Какие из наиболее сложных аспектов науки о данных сталкиваются компании, и почему Datatron решает эту проблему для них?

Многие компании уже имеют разные команды науки о данных и используют различные инструменты для построения своих моделей и имеют разные практики управления моделями. Все больше и больше предприятий осознают, что модель становится активом и будет напрямую влиять на их верхнюю строку. Иметь платформу, которая может стандартизировать практику машинного обучения во всей компании, становится критически важным и необходимым.

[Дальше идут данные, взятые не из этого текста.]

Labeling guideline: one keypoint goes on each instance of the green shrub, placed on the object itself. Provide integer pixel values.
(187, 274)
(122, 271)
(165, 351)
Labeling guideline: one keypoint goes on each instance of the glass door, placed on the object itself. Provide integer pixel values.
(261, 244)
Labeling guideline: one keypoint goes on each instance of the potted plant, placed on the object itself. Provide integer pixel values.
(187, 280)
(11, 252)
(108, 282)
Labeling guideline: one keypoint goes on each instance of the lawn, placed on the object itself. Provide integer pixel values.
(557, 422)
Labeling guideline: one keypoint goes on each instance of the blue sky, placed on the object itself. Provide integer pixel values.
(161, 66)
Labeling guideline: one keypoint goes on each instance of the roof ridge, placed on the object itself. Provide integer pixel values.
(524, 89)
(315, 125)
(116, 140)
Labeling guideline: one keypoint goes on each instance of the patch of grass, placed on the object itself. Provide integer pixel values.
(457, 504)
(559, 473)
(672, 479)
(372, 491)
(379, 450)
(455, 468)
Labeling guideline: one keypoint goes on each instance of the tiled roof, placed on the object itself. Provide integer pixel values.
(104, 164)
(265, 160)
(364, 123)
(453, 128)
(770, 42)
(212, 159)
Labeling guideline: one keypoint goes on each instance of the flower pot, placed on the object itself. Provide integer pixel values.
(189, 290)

Наша платформа может помочь решить эти проблемы.

 

Есть ли что-то еще, что вы хотели бы поделиться о Datatron?

У нас есть много входящих интересов от крупных предприятий. В то же время мы также строим нашу команду продаж и маркетинга, чтобы активно выходить на потенциальных клиентов.

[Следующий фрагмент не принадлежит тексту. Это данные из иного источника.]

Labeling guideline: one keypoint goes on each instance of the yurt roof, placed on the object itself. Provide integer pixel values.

Чтобы узнать больше, посетите Datatron.

Антуан - видный лидер и сооснователь Unite.AI, движимый непоколебимой страстью к формированию и продвижению будущего ИИ и робототехники. Как серийный предприниматель, он считает, что ИИ будет столь же разрушительным для общества, как электричество, и часто увлекается потенциалом разрушительных технологий и ИИ.

Как футуролог, он посвящен изучению того, как эти инновации изменят наш мир. Кроме того, он является основателем Securities.io, платформы, ориентированной на инвестиции в передовые технологии, которые переопределяют будущее и меняют целые сектора.

Раскрытие информации о рекламе: Unite.AI придерживается строгих редакционных стандартов, чтобы предоставлять читателям точную информацию и новости. Мы можем получать вознаграждение, если вы переходите по ссылкам на продукты, которые мы рассмотрели.